Well, I've gone and done it. The new 10 gallon tank has been set up. Lighting is a 24W power compact flourescent bulb. The substrate is a half & half mix of "real" aquatic soil and cheap commercial topsoil, covered by plain gravel (gardening gravel, small grain for use with alpine plants). The plants are twisted vallis, dwarf ambulia, curved leaf sword, dwarf chain sword, dwarf 4 leaf clover, a small black sword, hornwort (floating for now) and dwarf hairgrass. The first residents, just added today, are two apple snails (P. biridgesii), named Garlic and Grape. 

Once things have settled down a bit I'll move over the white cloud mountain minnows and their fry. The fry are about 3.5 weeks old and they are very very cute -- they look like baby neon tetras, with a bright blue stripe down the side, reddish bellies, and red tailfins.


----------



## rcx_sk (Feb 3, 2006)

I've tried the Schultz Aquactic Plant Soil now for about a year. I have it mixed in a tank with regular gravel about 50-50. I'm pretty dissapointed with it. it seems to be clumping up and my vals in the tank aren't growing very well, the roots are looking stunted. truthfully the vals were growing better before with just the plain gravel. I plan on removing the Schultz Aquactic Plant Soil soon when I have time.


----------



## dwalstad (Apr 14, 2006)

> Originally posted by MyraVan:
> >>>>>apple snails (P. biridgesii), named Garlic and Grape.
> 
> Once things have settled down a bit I'll move over the white cloud mountain minnows and their fry. The fry are about 3.5 weeks old and they are very very cute -- they look like baby neon tetras, with a bright blue stripe down the side, reddish bellies, and red tailfins.

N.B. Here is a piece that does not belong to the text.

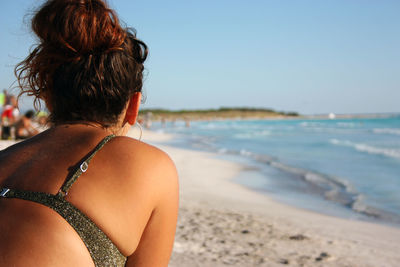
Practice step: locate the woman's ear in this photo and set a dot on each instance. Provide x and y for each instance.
(133, 108)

Thanks for tank update and information on White Cloud babies. They sound like a fun, easily cared for fish.


----------



## MyraVan (Feb 13, 2005)

I'm not using Schultz Aquactic Plant Soil. I've never seen that stuff, but it seems that it's much more like gravel than like soil. Over here (UK) most of the garden centers have stuff they call aquatic soil or aquatic compost, which is a soil intended to be used in potting up lillies for ponds. So that's what I mean by "real" aquatic soil. So far the new tank is doing well, but it's early days yet.


----------



## Slippery Fingers (Mar 19, 2003)

We have J Arthur Bower's aquatic compost here. (I think it is from UK.) Some of us have tried and have good results from it.

http://www.william-sinclair.co.uk/Horticulture.nsf/05compost?

BC


----------



## MyraVan (Feb 13, 2005)

Cool! I didn't know that J Arthur Bower made aquatic compost. We've been using their peat-free compost for years. I'm glad to hear that you're having good luck with it in an aquarium. I am hopeful for the new tank.


----------



## peter bradley (Oct 12, 2004)

Ihave had very good results with tetra aquatic compost low added fertiliser and high clay content 35% very clean to work with covered with fine silver quartze which is pree washed no clouding at all infact particularly clear from day one and to date exellent plant growth redily available at most good garden centres slightly more expensive than other aquatic loam but well worth it£ for £ 9.99 for 25 litre bag anough for375 litres of tanks peter bradley bushey England


----------



## MyraVan (Feb 13, 2005)

By "fine silver quartz" do you mean some kind of sand? I like the idea of a tank with aquatic soil with sand (instead of gravel) on top, but everyone here says that sand over the soil isn't as good as gravel over the soil. How thick are your different layers?


----------



## peter bradley (Oct 12, 2004)

its not a sand but a fine gravel 2mm in size no rough edges fine for catfish .used all over europe as standard planting medium available also a dark quartze gravel similar size and quality available from any Dennerle dealer peter bradley


----------



## peter bradley (Oct 12, 2004)

one inch of gravel on top of one inch of soil. but could go to one and ahalf iches of each for greater depth and easer planting ,


----------



## flagg (Nov 29, 2004)

Yes. Diana mentions in her book 1" - 1.5" of each, though I have found it easier to plant in 2" of substrate than in 3"

--ricardo


----------



## xpistalpetex (Mar 31, 2008)

*Re: [Wet Thumb Forum]-"real" aquatic soil*

i have good results of just pure schultz aquatic soil, good growth on green fox tail and micro swords with low tech.


----------